Loved By Death; Chapter 2

A/N: And the second chapter is done! Please let me know what you thought of it, good or bad. 


That night Hades walked to his wife chambers and sat down next to her as he told her about the outsome of his meeting with her parents. It was clear from her eyes that it was less than she’d hoped for, but also more than she’d feared she would get.

“Five months,” she murmured thoughtfully. “When will I leave?”


The surprise was evident in her face. “So soon?”

“Apparently the time that you’ve already spent here counts.” He hesitated, before reaching out and gently touching her cheek. “I shall miss you,” he told her.

She neither welcomed nor denied his touch. “I shan’t,” she answered.

He smiled bitterly as he looked at his wife, whom he loved so passionately. “I know,” he answered.

She turned her back to him.

“Leave me,” she told him. “I need to pack.”

“No,” he answered calmly. “Pack if you will, but this is my last day with you for five months. I will not waste it being separated. I’ll help you pack if you wish me to.”

“I don’t.”

He shrugged, and merely looked on as she packed for her long-awaited (on her part) return home. It was surprisingly fascinating for him to watch. Not only did he get to enjoy the sight of his wife in all her beauty, but he also got to see her indecision.

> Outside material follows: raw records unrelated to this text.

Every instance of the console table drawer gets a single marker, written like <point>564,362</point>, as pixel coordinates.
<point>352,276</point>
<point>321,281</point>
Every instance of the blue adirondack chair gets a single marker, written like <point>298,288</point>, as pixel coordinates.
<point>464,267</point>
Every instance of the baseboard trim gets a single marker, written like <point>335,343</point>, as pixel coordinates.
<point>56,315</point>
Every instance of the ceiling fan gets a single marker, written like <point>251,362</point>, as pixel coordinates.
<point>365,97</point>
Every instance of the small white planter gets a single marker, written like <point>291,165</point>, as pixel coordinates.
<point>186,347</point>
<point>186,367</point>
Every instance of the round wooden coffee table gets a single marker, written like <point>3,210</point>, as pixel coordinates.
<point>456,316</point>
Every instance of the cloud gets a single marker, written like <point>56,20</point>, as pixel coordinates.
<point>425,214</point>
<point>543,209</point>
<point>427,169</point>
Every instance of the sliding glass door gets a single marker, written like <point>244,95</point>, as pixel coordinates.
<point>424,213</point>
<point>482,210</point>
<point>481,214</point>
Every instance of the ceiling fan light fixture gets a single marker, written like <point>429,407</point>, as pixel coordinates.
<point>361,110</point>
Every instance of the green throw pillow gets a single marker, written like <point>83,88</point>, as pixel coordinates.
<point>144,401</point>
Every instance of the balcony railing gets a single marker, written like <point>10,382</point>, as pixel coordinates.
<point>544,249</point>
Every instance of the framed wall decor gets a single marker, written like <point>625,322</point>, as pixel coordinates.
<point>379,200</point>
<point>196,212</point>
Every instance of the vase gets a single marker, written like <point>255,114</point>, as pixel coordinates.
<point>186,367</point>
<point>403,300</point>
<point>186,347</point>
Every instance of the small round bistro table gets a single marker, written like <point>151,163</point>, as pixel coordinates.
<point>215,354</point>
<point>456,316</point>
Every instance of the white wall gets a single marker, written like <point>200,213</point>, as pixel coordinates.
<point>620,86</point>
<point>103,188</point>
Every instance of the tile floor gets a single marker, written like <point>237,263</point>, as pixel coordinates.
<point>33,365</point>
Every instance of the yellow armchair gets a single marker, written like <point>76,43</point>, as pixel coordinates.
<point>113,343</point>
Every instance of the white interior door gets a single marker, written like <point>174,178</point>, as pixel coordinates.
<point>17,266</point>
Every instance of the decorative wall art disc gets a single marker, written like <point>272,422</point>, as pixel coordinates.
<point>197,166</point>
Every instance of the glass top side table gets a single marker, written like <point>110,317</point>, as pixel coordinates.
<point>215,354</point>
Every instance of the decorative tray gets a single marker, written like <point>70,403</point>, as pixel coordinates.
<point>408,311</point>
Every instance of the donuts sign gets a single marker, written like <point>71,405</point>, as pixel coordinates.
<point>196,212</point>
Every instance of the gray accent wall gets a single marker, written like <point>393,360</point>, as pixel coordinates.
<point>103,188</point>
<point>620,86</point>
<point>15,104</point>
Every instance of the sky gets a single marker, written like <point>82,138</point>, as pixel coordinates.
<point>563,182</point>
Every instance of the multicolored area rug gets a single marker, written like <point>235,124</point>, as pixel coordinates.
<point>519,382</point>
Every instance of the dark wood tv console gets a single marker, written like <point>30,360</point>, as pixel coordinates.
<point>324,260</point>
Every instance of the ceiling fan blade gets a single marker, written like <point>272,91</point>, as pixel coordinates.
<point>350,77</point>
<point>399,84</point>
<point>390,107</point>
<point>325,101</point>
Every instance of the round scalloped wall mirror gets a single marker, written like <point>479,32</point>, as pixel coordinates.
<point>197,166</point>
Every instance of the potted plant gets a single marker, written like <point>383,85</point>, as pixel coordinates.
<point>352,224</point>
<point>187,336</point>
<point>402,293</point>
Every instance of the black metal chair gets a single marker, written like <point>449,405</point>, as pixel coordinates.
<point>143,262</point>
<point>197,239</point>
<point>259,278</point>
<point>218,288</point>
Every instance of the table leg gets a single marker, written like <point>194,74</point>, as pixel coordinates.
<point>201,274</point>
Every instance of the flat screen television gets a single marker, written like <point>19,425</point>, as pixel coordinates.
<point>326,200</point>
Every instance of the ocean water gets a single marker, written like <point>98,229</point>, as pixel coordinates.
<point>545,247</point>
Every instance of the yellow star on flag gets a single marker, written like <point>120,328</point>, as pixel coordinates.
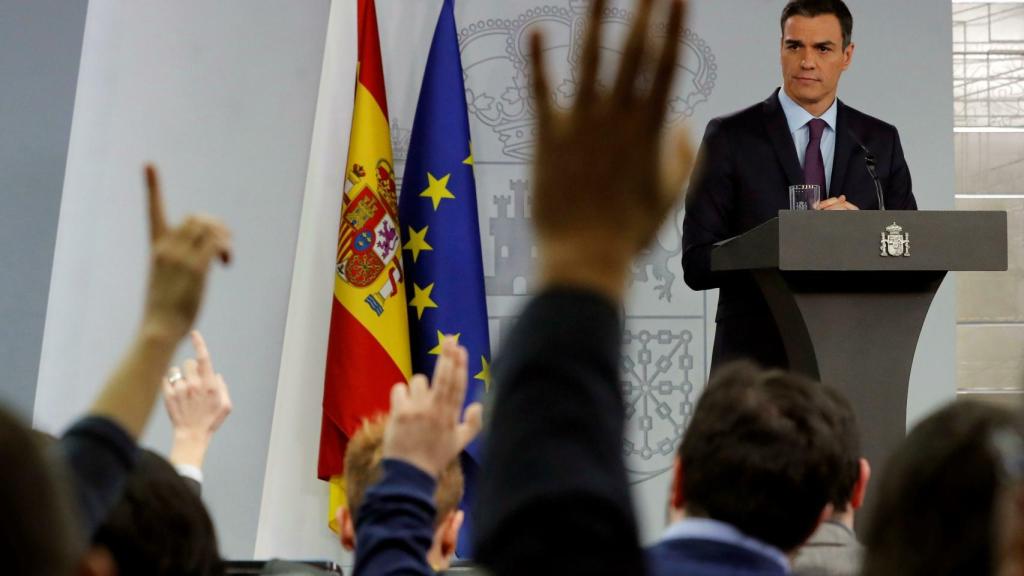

Should she pack some of the many beautiful gowns he’d given her in her time here, or stubbornly hold on to the childish, white clothes of her past? She could still wear white as she was as virginal as the day he’d seen her picking flowers on the meadow. But she’d always hated the clothes. Its heavy fabric, made to hide her body from view, was obstructive, and she was fond of colours. Yet she refused to bring any of the many silken gowns he’d given her.

It was a choice he watched her struggle with many times. Could she bring something with her home to her mother, when her hated husband had given it to her? He lost out almost every time. The only gift of his that she brought with her was a book about the Underworld. He knew that his world fascinated her as much as it horrified her, and it appeased him that she brought along at least one of his innumerable gifts.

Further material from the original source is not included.